It’s no secret that running a business is full of choices. From deciding on the product to sell or service you wish to provide, whom you employ to deliver the finished product you face a choice and what comes with that choice is an opportunity cost. The one thing you can count on for your business however is that you will need a premises to run it from. The biggest dilemma you face as a commercial real estate user is whether you are better off to buy the premises for your business and become your own landlord, or to lease one and become a tenant. The outcome of this decision is extremely circumstantial and heavily reliant on aspects of your business such as growth, financial position and strategic locations, as well as working within the constraints of the property market which is driven by fundamental economic principles.

In the article below, you will find arguments to make the case either way for owning or leasing, at which stage of your business timeline each option may be more applicable and how market fundamentals may impact your decisions.

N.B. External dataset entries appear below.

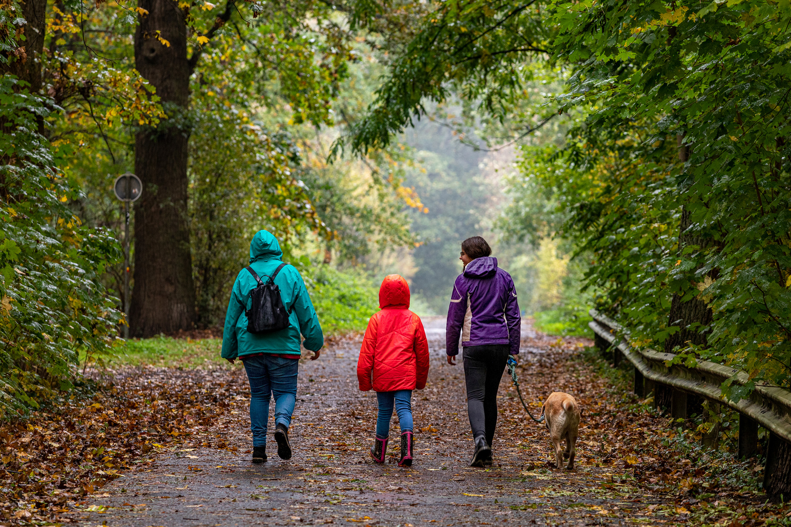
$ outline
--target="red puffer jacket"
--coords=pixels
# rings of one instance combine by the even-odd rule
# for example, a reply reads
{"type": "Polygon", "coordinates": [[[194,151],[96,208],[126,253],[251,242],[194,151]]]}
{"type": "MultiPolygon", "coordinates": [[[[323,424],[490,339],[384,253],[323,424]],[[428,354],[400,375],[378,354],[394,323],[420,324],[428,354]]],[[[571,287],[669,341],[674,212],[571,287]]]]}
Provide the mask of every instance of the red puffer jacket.
{"type": "Polygon", "coordinates": [[[429,375],[429,343],[420,317],[409,311],[409,285],[397,274],[382,280],[380,311],[371,317],[357,363],[364,392],[422,390],[429,375]]]}

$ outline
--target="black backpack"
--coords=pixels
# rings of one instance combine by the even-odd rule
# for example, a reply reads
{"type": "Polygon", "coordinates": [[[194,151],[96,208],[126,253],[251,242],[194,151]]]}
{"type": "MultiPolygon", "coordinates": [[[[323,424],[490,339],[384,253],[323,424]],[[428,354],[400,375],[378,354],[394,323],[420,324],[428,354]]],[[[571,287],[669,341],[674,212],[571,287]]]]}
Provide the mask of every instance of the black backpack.
{"type": "Polygon", "coordinates": [[[291,310],[286,309],[283,300],[280,298],[280,288],[274,284],[274,277],[285,266],[285,263],[280,264],[266,284],[261,281],[252,267],[248,265],[245,268],[258,282],[255,288],[250,292],[250,309],[244,311],[248,318],[248,332],[267,333],[289,327],[291,310]]]}

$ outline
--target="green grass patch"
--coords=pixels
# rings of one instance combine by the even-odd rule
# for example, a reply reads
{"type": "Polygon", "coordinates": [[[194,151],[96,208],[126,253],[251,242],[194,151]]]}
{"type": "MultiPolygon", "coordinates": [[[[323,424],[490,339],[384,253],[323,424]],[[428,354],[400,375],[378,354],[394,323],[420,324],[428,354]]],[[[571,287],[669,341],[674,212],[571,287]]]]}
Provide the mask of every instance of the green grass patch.
{"type": "Polygon", "coordinates": [[[368,319],[379,311],[379,288],[362,270],[339,271],[320,264],[305,276],[325,337],[365,331],[368,319]]]}
{"type": "Polygon", "coordinates": [[[588,322],[593,320],[587,311],[552,309],[533,313],[533,327],[547,335],[593,338],[588,322]]]}
{"type": "Polygon", "coordinates": [[[199,340],[154,337],[129,339],[115,346],[115,355],[109,358],[111,367],[119,364],[176,367],[185,368],[230,364],[220,358],[222,339],[199,340]]]}

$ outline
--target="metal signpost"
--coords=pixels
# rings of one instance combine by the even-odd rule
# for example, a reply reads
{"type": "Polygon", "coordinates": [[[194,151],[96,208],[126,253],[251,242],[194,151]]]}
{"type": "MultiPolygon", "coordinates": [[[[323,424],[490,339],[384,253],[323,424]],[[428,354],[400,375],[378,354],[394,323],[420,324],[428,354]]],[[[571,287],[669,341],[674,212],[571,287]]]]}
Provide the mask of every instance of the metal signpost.
{"type": "Polygon", "coordinates": [[[115,197],[123,201],[126,224],[123,228],[123,315],[127,325],[123,326],[123,337],[129,338],[129,203],[140,198],[143,184],[140,178],[131,172],[118,176],[112,186],[115,197]]]}

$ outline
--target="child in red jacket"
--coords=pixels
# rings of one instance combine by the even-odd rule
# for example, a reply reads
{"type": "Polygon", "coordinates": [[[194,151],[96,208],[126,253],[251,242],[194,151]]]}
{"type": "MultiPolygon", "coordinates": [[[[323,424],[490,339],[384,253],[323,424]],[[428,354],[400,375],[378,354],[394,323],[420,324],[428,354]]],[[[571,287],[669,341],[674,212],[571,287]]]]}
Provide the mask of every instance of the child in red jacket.
{"type": "Polygon", "coordinates": [[[400,466],[412,465],[412,390],[426,387],[429,344],[420,317],[409,311],[409,285],[397,274],[382,280],[381,311],[371,317],[357,363],[360,390],[377,392],[379,415],[371,457],[384,462],[393,405],[401,426],[400,466]]]}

Financial Position – The biggest influence for all end users of commercial real estate is money, with the core of this being the ability of your business to service a mortgage as well as the operational costs of your business plays a pivotal role in your decision to lease or purchase your premises.

Start-up companies face financial uncertainty throughout the initial growth years which impacts their ability to borrow funds from lenders in order to purchase their own premises. There is no need to hit the panic button however, as the benefit of leasing your first, second and maybe even third premises is the added flexibility which allows you to pair the growth of your space requirements with the growth of your business, and to avoid sunk costs in the form of poorly utilised space. Once some of your initial capital outlay has been repaid, you appear as a less risky borrower in the eyes of financial lenders, allowing you to purchase the perfect premises for your mature business!

Strategic Positioning – Location, location, location. The age old adage is alive and well in the sense that the positioning of your business has a massive impact on its bottom line and sustainability. Surrounding yourself with key cliental, suppliers and distributors has profound effects on the reduction of transportation and logistical running costs and as a result can influence whether you are willing to forgo the benefits of owning your own premises and opt for a lease instead. This of course is driven largely by factors outside of one’s control, as readiness of supply in your preferred areas is never a guarantee and purchasing a property or leasing on the periphery of your desired location can hamstring your business. If you are tied into a commitment, whether it be servicing a mortgage or a lease, quite often you are unable to up and move to a spot where your business will flourish once supply is available.

Growth Anticipation – From the day your brain child becomes an operational business, you will need a premises from which to run it from. Starting out small is inevitable, however every business goes through different surges of growth at different stages. Buying a premises can seem unfeasible if in 12-24 months you will grow out of it and as a result have to relocate. Leasing is most certainly the more common option for start-up businesses, especially those crafted by younger generations who are new to the business world and running their own shop. This isn’t always the case however, if you do have the means to purchase your first premises it can act as a fantastic foothold into the commercial property market, as once you have outgrown your premises you can purchase your next by leveraging off your initial asset, which is now rented out and providing a comfortable supplementary income.

Economic Constraints – Of course, all of the above is constrained by the fundamental economic concept of supply and demand. Property is cyclical in nature and follows a typical boom/bust model of which demand and supply are the key facilitators. At times where interest rates are low and borrowing comes cheaply, demand for commercial real estate stiffens, yields shorten and prices sky rocket. Those start-up businesses looking to take full advantage of a buoyant economy are quickly priced out of the market by heavy hitters in the form of institutions and overseas buyers who consume large amounts of sale stock, leaving leasing as their only affordable option. Conversely, once the market takes a turn and heads south towards a ‘bust, those businesses who previously were priced out of the market can now afford to buy back in once the quick-fire sales start to appear from those owners who can no longer afford to service their mortgage, or were too highly geared once the market began to turn.